Customer Loyalty Analysis - Interactive Visual Guide

Customer Loyalty Analysis

Predictive Modelling for Enhanced Customer Engagement

Project Scenario

A comprehensive data science project for a retail consumer goods company seeking to understand customer behaviour and enhance loyalty through predictive modelling. The analysis explores relationships between loyalty and key factors including perceived product quality, brand awareness, and negative publicity impact.

Complete Analysis Process

1

Data Import & Setup

Import necessary libraries (pandas, matplotlib, seaborn, scikit-learn) and load the customer loyalty dataset from the provided URL.

import pandas as pd
import matplotlib.pyplot as plt
from sklearn.model_selection import train_test_split
from sklearn.linear_model import LinearRegression
2

Data Exploration

Explore data structure, descriptive statistics, and visualise distributions through histograms and scatter plots to understand variable relationships.
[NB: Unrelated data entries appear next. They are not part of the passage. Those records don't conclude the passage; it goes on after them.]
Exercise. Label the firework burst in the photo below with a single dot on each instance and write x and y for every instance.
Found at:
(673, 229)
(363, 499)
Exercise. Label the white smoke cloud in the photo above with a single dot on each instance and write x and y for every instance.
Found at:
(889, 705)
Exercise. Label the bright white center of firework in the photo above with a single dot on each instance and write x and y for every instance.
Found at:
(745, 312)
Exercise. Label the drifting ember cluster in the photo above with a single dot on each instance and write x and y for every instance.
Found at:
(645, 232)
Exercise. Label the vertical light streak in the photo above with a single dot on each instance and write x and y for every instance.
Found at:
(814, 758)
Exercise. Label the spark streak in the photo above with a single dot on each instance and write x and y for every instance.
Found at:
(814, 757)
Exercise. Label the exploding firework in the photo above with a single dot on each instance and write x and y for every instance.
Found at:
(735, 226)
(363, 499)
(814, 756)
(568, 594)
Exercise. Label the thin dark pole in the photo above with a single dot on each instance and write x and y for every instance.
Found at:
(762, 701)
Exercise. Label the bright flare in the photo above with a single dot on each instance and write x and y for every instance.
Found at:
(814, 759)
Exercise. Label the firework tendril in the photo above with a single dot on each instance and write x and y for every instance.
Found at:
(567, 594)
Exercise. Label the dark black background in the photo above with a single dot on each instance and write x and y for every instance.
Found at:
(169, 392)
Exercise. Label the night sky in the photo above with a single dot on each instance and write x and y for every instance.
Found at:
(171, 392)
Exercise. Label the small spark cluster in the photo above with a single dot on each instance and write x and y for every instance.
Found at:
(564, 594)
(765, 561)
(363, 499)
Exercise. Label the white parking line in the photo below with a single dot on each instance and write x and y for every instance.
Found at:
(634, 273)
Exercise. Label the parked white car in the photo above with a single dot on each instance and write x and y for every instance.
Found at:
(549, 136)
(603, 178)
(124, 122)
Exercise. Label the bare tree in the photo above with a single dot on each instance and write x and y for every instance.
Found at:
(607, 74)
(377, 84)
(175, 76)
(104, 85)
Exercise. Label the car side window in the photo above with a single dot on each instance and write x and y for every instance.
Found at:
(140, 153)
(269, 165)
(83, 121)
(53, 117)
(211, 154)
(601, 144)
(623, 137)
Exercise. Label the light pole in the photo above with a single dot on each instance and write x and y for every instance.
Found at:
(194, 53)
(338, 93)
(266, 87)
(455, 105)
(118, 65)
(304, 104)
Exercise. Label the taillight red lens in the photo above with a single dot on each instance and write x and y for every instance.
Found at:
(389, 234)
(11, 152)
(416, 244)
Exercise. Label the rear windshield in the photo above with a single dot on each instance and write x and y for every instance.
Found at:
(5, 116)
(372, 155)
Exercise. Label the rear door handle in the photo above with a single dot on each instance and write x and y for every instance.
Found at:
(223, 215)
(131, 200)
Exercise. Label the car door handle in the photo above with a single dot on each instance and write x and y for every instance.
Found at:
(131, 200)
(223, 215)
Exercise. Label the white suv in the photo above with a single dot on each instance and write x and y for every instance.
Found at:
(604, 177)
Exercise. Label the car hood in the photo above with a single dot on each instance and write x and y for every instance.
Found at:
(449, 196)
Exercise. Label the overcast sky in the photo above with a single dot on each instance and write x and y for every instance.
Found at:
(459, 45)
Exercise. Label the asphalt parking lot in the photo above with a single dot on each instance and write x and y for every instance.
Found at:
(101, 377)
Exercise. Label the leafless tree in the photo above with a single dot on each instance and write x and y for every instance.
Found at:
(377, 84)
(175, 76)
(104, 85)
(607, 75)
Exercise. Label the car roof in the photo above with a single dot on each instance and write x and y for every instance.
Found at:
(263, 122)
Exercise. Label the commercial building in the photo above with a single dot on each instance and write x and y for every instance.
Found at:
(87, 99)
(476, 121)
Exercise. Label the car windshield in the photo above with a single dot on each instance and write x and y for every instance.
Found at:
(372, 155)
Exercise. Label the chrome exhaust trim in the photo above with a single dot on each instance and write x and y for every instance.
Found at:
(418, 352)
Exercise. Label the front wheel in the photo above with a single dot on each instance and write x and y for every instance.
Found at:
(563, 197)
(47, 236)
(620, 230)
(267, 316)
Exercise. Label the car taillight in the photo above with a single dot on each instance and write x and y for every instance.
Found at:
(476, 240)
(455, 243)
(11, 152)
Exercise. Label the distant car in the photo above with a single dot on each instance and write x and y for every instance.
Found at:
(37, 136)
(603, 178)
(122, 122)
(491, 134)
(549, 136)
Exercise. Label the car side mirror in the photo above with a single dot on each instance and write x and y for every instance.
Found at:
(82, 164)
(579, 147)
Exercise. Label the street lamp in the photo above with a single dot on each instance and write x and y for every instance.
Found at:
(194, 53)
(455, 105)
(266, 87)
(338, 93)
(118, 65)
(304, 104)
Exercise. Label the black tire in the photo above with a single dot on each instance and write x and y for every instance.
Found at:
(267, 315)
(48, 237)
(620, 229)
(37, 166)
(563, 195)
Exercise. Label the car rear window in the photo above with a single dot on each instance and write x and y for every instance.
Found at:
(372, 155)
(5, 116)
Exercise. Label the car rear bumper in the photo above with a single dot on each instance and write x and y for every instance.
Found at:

data.describe(include="all")
plt.hist(data['Quality'], bins=10)
plt.scatter(data['Quality'], data['Loyalty'])
3

Feature Selection

Define target variable (Loyalty) and feature variables (Quality, Brand awareness, Negative publicity). Check data suitability for regression modelling.

y = data['Loyalty']
X = data[['Quality', 'Brand awareness', 'Negative publicity']]
4

Model Development

Create linear regression models using scikit-learn, split data into training and testing sets, and train the model to predict loyalty.

X_train, X_test, y_train, y_test = train_test_split(X, y, test_size=0.2)
model = LinearRegression()
model.fit(X_train, y_train)
5

Model Evaluation

Calculate R², Adjusted R², and Residual Sum of Squares (RSS) to assess model performance and explanatory power.

r2 = r2_score(y_test, y_pred)
adjusted_r2 = 1 - (1 - r2) * (n - 1) / (n - p - 1)
rss = ((y_test - y_pred)**2).sum()
6

Model Experimentation

Test different variable combinations to optimise model performance and understand individual feature contributions to loyalty prediction.

# Test different combinations:
X1 = data[['Quality', 'Brand awareness']]
X2 = data[['Quality', 'Negative publicity']]
X3 = data[['Brand awareness', 'Negative publicity']]
7

Correlation Analysis

Perform comprehensive correlation analysis using Pearson coefficients, create correlation heatmaps, and interpret statistical significance.

corr_matrix = data.corr(method='pearson')
sns.heatmap(corr_matrix, annot=True)
pearson_corr, p_value = pearsonr(data['Loyalty'], data['Quality'])

Model Configuration Results

Model Configuration Variables Included Adjusted R² RSS Performance
Configuration #1 Quality + Brand Awareness + Negative Publicity 0.628 0.625 150.40 Best Overall
Configuration #3 Quality + Negative Publicity 0.623 0.621 152.63 Very Good
Configuration #2 Quality + Brand Awareness 0.551 0.548 181.71 Moderate
Configuration #4 Brand Awareness + Negative Publicity 0.211 0.206 319.49 Poor

Correlation Analysis Results

Variable Pair Pearson Coefficient P-Value Relationship Strength Statistical Significance
Loyalty ↔ Quality 0.7126 2.591e-265 Strong Positive Highly Significant
Loyalty ↔ Negative Publicity -0.4493 8.936e-86 Moderate Negative Highly Significant
Quality ↔ Negative Publicity -0.2288 9.141e-22 Weak Negative Significant
Brand Awareness ↔ Loyalty 0.18 < 0.05 Weak Positive Significant

Key Findings & Conclusions

  1. Quality is the Primary Loyalty Driver
    Strong positive correlation (r = 0.7126) between product quality and customer loyalty, indicating that quality improvements directly enhance customer loyalty.
  2. Negative Publicity Significantly Impacts Loyalty
    Moderate negative correlation (r = -0.4493) shows that negative publicity substantially reduces customer loyalty, requiring proactive reputation management.
  3. Brand Awareness Has Limited Direct Impact
    Weak positive correlation (r = 0.18) suggests brand awareness alone is insufficient for loyalty; must be combined with quality improvements.
  4. Quality and Publicity Are Interconnected
    Weak negative correlation (r = -0.2288) between quality and negative publicity suggests that higher quality products generate less negative publicity.
  5. Model Performance Validates Quality Focus
    Best model performance (R² = 0.628) achieved with all variables, but Quality + Negative Publicity combination (R² = 0.623) performs nearly as well, confirming their importance.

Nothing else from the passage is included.